To put it another way, I found three trouser patterns, two recent, one old, and used some of my ludicrously huge pile of fabrics to make them up. They all, I think, look ok. From fairly narrow to jolly wide, they were:-
The chino stye from an issue of Couture Actuelle.
Couture Actuelle Pattern
This is just a moderately narrow, classic casual style with turn ups and slanting pockets at the hip (didn’t make the back welt pockets, who ever uses them?). It has a waistband with belt loops I also didn’t bother with, as a belt round my waist on trousers is as rare as a tucked in top. I made them in a white cotton drill which, if memory serves me right, came from Fabricland uk. They’re comfortable, unremarkable, light, summery, a bit casual. Zip went in in the Shoben and Ward way I’ve banged on about many times . Pattern comes like other magazine patterns without seam allowances.
Chino in White Drill
These are wide but straight ultra casual, very seasonal, elastic waisted pants. The pattern has some side pockets. I had a length of black embroidered cotton to use for these, but not enough to get fronts and backs out on separate widths. By pattern measurements I should use the medium, and to fit this on a single width I removed the side seam, making vertical welt pockets instead of the ones designed by Butterick. As it turned out I need not have bothered, ease acreage is generous and I could have used a smaller size. They’re light, comfy, the kind of pants you could sleep in. The fabric I believe came from Myrtille.
Black Embroidered Cotton
Very Easy Vogue 9198
This pattern was intact, despite its tatty envelope. I haven’t found it online yet, but it has a distinctly 80s look to judge by the padded shoulders those gals are sporting. Remember suit shoulders bulked out sideways with huge lumps of foam? Looking past the bullish shoulder pads , I thought the flowing pleated pants in the artwork might look ok.
Pleat front Trousers
A length of some kind of lightweight poly bought on a London market at £1 a yard beckoned. The pattern has front pleats and a back zip. The side seam falls straight, the fullness is increased by those generous pleats, which aren’t the little tucks you get at the waistline of Oxford Bags, but proper full pleats from hip to waist, made by slashing the block from waist to hem and adding width. It looks like a skirt when you stand still. The pattern harks from the days of single sizes and pre-dates vanity sizing. My size fit snugly on the hips and the waist needs a couple of low carb weeks. Not only does the pattern have seam allowances, but they’re printed on it. You really can’t mess up with these old patterns. Or so I thought.

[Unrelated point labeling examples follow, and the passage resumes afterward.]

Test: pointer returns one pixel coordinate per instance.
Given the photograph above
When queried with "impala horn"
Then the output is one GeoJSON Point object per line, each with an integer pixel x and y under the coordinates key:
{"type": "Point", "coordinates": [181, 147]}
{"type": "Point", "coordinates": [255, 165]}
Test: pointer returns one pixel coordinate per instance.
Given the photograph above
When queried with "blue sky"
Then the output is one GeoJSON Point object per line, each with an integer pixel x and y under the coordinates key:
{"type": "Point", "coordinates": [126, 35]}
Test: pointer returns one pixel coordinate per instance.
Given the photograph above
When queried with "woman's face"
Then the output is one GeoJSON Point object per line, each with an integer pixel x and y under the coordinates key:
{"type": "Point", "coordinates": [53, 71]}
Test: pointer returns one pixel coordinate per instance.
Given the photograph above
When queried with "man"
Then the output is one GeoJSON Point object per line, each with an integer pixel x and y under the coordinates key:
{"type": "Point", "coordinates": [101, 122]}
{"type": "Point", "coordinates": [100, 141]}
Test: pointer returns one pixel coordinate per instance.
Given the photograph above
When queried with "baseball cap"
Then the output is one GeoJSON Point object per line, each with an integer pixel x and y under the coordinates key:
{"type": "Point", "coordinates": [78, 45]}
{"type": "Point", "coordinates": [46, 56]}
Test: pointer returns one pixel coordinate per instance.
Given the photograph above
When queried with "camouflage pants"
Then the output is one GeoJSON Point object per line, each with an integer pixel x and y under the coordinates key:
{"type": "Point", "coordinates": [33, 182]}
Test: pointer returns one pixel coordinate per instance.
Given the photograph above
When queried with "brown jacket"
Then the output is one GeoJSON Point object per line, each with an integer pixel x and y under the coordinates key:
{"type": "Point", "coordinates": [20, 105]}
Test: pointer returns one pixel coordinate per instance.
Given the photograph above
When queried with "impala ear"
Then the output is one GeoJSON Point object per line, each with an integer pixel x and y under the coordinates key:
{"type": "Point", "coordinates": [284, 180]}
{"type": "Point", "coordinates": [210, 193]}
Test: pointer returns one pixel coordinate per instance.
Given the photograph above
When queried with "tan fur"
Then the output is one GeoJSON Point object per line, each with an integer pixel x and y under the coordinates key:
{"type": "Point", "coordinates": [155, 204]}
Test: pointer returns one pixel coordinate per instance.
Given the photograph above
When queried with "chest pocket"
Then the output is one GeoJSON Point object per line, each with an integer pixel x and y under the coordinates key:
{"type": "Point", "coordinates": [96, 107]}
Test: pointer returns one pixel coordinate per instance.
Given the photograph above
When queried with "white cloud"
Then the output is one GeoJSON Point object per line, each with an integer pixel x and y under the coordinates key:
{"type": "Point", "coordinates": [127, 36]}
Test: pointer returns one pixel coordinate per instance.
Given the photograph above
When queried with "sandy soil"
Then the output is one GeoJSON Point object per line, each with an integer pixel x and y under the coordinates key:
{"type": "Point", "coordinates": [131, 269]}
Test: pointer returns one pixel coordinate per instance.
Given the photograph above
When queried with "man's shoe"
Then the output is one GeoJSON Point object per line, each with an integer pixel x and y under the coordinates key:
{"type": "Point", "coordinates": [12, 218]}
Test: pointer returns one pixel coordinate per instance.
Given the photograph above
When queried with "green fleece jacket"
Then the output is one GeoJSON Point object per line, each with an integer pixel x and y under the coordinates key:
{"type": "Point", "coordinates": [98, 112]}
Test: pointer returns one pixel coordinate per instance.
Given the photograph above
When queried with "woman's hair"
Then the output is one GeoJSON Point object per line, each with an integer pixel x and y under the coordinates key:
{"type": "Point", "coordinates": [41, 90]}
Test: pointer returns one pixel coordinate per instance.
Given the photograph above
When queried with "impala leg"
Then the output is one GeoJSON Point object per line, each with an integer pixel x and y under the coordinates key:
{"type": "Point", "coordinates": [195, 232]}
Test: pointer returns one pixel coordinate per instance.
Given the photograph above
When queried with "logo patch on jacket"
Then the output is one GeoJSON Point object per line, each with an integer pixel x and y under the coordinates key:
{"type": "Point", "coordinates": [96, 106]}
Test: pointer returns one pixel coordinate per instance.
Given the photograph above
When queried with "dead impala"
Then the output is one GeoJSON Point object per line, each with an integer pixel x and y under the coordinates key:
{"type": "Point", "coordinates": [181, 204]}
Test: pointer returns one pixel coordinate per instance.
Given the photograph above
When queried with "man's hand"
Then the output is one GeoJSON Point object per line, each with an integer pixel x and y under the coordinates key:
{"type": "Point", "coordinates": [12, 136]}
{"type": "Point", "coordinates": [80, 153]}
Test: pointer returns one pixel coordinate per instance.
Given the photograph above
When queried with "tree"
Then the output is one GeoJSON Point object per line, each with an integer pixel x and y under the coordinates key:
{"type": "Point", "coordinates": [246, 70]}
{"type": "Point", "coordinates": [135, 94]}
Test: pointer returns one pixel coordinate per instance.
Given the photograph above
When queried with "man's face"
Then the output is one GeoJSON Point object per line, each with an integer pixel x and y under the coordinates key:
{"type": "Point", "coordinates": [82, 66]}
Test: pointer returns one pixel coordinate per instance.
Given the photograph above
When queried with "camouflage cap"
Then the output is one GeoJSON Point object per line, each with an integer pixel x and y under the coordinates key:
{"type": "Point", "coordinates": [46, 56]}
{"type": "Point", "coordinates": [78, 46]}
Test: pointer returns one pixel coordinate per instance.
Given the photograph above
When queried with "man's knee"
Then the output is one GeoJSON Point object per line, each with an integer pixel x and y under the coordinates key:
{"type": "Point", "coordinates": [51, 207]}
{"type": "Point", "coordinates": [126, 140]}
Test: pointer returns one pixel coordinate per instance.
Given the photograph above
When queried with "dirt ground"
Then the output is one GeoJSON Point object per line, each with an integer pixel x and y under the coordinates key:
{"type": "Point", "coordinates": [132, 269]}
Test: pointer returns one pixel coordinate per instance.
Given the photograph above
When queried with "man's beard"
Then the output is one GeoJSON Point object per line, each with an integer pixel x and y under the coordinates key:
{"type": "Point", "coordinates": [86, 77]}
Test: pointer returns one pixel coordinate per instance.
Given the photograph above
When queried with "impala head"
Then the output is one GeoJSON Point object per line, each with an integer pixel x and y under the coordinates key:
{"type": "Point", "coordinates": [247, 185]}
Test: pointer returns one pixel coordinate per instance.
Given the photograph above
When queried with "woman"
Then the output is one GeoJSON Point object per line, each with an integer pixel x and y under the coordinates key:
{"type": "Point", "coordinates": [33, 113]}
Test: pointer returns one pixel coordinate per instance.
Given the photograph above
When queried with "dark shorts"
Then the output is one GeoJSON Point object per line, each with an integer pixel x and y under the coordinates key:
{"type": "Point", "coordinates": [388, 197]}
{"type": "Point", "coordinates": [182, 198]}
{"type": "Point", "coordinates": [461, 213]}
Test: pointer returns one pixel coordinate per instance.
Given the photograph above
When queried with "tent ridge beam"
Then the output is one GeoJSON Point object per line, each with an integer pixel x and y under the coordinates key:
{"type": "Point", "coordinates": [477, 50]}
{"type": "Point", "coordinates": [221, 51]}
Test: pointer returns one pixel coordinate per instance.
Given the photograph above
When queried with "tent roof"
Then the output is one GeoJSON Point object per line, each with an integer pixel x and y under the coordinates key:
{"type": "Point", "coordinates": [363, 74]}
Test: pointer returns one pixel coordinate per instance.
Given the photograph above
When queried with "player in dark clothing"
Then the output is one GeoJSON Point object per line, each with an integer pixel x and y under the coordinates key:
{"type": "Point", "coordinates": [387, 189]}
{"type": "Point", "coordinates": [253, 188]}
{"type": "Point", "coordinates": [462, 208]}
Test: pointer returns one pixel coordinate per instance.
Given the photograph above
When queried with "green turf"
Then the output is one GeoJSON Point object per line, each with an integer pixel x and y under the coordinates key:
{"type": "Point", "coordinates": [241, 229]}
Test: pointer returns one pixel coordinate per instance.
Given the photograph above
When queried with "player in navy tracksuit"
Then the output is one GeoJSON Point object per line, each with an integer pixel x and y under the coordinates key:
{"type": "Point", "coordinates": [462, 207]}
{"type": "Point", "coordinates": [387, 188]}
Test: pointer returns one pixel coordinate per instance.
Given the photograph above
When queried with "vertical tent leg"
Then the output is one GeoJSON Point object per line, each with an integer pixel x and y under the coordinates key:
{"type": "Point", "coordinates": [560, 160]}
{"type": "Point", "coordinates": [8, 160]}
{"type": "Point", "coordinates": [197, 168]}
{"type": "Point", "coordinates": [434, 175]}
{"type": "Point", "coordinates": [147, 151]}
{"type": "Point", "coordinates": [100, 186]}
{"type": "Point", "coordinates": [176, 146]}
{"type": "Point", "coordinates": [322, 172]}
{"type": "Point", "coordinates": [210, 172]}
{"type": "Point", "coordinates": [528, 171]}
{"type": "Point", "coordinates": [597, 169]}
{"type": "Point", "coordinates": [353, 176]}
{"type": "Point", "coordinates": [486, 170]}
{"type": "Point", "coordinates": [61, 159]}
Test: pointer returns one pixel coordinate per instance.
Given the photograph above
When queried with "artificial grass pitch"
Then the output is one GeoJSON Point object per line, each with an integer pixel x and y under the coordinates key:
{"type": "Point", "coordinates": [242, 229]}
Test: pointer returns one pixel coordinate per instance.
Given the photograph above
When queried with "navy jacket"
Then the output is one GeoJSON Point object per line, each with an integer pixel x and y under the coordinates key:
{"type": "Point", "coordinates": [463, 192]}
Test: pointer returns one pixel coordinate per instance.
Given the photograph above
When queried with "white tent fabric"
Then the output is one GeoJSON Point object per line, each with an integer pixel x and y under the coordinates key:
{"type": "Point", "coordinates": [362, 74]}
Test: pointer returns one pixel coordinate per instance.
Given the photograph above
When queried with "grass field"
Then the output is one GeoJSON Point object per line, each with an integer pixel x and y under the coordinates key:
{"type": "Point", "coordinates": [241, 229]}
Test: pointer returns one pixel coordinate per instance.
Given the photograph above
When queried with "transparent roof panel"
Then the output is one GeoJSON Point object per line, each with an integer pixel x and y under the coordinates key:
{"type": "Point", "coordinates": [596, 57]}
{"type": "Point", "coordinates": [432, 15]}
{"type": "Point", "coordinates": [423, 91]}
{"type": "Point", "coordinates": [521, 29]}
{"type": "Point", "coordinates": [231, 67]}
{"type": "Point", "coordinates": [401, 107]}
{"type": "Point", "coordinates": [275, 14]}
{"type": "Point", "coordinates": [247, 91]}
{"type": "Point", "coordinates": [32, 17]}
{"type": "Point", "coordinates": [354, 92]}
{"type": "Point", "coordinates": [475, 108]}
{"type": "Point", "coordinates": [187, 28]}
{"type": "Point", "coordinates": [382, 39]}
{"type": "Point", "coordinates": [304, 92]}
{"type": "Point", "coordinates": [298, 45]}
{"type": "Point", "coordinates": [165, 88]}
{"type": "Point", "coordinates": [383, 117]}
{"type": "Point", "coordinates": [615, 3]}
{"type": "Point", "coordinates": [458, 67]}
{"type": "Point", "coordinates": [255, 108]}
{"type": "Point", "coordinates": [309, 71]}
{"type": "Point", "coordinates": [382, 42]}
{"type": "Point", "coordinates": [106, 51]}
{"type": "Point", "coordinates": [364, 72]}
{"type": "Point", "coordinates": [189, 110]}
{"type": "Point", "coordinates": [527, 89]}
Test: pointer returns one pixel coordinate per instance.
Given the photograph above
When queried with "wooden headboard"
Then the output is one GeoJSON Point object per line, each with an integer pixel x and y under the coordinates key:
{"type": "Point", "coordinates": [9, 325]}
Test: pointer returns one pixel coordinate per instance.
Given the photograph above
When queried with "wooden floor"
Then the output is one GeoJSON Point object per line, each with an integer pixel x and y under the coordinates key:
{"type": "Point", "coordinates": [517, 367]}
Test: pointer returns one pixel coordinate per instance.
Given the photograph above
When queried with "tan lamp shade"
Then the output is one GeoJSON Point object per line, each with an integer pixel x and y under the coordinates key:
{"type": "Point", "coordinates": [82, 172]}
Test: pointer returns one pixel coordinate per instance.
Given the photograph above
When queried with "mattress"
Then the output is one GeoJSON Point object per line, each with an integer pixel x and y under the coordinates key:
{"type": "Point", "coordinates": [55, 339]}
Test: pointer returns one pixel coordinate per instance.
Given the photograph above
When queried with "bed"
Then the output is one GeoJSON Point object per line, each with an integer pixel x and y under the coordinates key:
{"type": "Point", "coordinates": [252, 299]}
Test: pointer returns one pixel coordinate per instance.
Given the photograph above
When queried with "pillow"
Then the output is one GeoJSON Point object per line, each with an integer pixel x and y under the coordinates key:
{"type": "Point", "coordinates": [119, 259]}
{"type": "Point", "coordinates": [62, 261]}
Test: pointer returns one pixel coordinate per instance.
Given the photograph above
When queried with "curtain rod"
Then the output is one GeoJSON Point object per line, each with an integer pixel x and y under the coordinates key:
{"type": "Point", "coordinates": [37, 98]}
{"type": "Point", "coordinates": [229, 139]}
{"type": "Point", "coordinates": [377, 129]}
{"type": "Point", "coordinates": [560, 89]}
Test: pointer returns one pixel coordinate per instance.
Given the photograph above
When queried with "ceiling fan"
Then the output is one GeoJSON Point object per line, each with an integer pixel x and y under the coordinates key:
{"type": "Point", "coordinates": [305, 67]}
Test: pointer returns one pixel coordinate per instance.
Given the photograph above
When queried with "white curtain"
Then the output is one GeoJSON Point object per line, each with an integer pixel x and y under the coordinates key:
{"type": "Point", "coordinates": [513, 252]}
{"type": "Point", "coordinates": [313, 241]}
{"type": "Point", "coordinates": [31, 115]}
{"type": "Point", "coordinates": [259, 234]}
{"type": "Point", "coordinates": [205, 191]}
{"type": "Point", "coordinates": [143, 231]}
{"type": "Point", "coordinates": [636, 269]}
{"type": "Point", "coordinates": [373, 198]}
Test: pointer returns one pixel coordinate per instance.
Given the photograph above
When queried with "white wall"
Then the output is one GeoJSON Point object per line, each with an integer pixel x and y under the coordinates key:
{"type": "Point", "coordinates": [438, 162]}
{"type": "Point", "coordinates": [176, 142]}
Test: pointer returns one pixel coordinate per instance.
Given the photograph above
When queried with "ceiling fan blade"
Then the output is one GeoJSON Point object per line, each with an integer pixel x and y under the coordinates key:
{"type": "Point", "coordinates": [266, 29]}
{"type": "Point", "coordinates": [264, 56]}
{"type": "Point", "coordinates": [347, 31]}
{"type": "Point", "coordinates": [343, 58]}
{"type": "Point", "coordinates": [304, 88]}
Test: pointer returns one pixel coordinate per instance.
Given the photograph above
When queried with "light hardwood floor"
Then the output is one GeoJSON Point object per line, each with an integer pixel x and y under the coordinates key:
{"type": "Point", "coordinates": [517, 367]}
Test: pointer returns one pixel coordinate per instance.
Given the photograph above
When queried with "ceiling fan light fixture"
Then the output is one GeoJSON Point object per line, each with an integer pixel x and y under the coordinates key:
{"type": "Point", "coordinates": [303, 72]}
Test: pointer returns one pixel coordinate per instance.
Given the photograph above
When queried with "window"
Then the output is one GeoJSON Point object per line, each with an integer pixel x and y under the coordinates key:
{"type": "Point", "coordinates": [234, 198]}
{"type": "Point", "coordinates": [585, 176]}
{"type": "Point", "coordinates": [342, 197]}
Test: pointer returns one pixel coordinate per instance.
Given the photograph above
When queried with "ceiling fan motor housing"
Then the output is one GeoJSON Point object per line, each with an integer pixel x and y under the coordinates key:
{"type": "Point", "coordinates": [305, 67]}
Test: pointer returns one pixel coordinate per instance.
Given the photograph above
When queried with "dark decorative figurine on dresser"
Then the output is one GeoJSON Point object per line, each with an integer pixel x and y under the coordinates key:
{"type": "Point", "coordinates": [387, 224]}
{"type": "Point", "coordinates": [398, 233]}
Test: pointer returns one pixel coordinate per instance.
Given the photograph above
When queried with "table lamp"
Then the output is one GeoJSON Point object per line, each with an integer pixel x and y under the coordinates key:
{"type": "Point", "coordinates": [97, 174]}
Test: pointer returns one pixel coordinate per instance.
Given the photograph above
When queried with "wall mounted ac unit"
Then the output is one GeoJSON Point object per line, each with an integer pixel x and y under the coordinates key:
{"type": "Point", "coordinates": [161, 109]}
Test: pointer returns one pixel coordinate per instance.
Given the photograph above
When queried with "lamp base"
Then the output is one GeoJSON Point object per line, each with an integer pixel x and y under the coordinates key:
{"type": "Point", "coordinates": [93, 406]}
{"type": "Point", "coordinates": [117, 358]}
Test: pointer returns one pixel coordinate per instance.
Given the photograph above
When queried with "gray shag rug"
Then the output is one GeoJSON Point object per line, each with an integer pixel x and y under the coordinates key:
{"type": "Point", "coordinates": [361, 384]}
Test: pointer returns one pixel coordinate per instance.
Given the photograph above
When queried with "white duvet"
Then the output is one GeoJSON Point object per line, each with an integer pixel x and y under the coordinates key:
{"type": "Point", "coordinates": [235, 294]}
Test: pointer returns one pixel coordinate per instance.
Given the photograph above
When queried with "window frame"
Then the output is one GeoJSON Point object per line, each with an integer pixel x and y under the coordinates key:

In the spirit of full disclosure, I didn’t make these all that carefully. What if they looked comically outdated? No point working up a sweat. The result of this slapdashery was the invisible zip coming adrift because I hadn’t sewn across the snipped end well enough. I unzipped it first wearing and puller went shooting off the end and disappeared. I was just going to go with the on-the-floor shot, but with gritted teeth I’ve ripped out the old zip and stitched a new one in, zigzagging across the end a zillion times. The shot below reflects the hacked off mood nicely, my lens wasn’t square with the ground, I’m falling gently sideways and it’s too darn hot to do anything about it. I’m wearing them, they’re ok. I mean for £2.50 who’s nitpicking?